Some couples don’t like to talk about death with their spouse, but Jan and I are comfortable with such a conversation. Unless we
both enter eternity together – one of us will remain behind. That is a reality of life.
Fourteen years ago we moved to Southern Oregon. Our first home was in Medford, but after
three years we moved to the neighboring historic community of
Jacksonville. This was before the
housing bubble began to swell and we could actually afford the little one
thousand square foot home we eventually purchased.
Shortly after our move we were visiting the Applegate Trail
Museum in Sunny Valley, Oregon. I was
fascinated with the early history of Southern Oregon and the facts surrounding the first
wagon train into our area. After our
visit to the museum, I was researching the Applegate Wagon Train of 1846 and
came across the manifest listing those present on that historic journey. On the
manifest, I found something that amazed me beyond belief. There on the manifest were some of
my relatives. I began to get emotional as I discovered this piece of my history.
On the manifest was listed a man named Alphonso Boone. Alphonso was a grandson of Daniel Boone, the
historic figure from the early history of our nation. I am also a descendant of Daniel Boone. I am one his nephews. My mother’s maiden name is Boone.
Alphonso eventually settled near Portland, Oregon and his family
set up a ferry business along the Willamette River. That ferry business operated through the mid-1950’s until bridges were built over the river. Today, Boone’s Ferry Road is a well-known
roadway in the area.
Shortly after buying our home in Jacksonville, we purchased
burial plots in the historic Jacksonville Cemetery. We feel the Rogue Valley is our last stop on
our earthly journey so buying the plots made sense to us. Our plots are located on a sloping hillside
overlooking the valley.
After finding my relatives on the Applegate Wagon Train, I
also discovered some of my other relatives are buried in the cemetery
in Jacksonville. One of those buried
here is Alphonso Boone’s son, George.
As you read this, I hope you don’t feel uncomfortable
talking about death. As a believer in
the promises of God, death is something that should not sting us with its
reality. We will cry when someone we
love dies, but in the end, our physical death will usher us into a promise of
something wonderful beyond our wildest dreams.

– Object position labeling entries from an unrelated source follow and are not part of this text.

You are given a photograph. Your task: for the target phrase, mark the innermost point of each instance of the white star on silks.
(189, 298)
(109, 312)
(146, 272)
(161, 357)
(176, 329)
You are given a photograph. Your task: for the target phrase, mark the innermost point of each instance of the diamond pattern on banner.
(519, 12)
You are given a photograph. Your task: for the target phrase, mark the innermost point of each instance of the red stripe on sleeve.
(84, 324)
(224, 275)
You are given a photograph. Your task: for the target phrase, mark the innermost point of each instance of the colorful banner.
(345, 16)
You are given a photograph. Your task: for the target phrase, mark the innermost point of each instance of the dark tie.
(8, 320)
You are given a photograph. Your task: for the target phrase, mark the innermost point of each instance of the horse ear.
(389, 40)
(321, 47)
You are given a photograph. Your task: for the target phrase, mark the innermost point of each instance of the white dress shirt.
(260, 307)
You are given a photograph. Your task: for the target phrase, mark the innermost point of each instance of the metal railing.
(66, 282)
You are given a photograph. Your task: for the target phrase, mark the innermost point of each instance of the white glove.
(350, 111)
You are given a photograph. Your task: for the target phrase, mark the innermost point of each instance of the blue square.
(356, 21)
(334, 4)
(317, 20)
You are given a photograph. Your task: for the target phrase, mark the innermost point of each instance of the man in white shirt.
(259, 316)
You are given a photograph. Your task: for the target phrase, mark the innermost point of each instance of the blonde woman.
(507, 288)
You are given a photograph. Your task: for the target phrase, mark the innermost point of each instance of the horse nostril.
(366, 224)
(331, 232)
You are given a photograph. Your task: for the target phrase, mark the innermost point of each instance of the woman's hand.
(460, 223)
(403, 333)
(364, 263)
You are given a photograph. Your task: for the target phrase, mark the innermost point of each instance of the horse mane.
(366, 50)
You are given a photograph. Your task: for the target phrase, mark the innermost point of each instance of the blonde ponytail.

Jan and I love each other. We have loved each other for the last 40 years of marriage. She is my girl and I am her guy. We only have eyes for each other. I honestly don’t know where she ends and I
begin. That is what oneness is like. However, a reality exists in our future – someday one of us will die.
Several years ago, as Jan and I walked through the Jacksonville
Cemetery we talked about some of the beautiful words engraved on the tombstones we
were passing. I said to Jan, “I think I
know what words we should put on our tombstone.” As we continued to walk I said, “We should
put the words, ‘together in His presence.’”
I said we should only capitalize the word, “His”, because we
want people walking by our graves someday in the future to know that we were
talking about Him – the Lord Jesus.
I shared with Jan the scripture that says the Lord inhabits
the praises of His people. When the
remaining one is left here alone, and they begin to worship the Lord, He
promises to inhabit their worship. The
one who went on ahead will also be in the presence of the Lord because the Word
says that when we are absent from this body we will be present with the Lord.
In other words, both the one left behind and the one in
eternity will be together in God’s presence. They may not see each other, but they will be together in His presence. The
closest we would ever be to each other after one of us dies is when the
remaining one chooses to worship.
Last week, I was walking alone through the cemetery. The cemetery is not a spooky place to
me. I love the history and the tender remarks carved into the old headstones by loved ones left behind. The inscriptions can bring you to tears. Some were about little babies taken from life who
were not yet a year old. Others were killed in the Rogue Valley Indian Wars of
the 1850’s. Some lived long and faithful lives. Each one tells the story of a life.
As I walked down the hill to where our plot is located, I
saw a doe deer. She was standing atop
where our physical bodies will someday be buried. I made a remark in jest to
the deer about her taking care of our place until we arrived and then I was
reminded of a future reality.
Someday either Jan or I will walk past this same spot –
alone. In those moments when we will surely
miss each other the most – the remaining one will make a choice to worship and
in that moment become together again in His presence.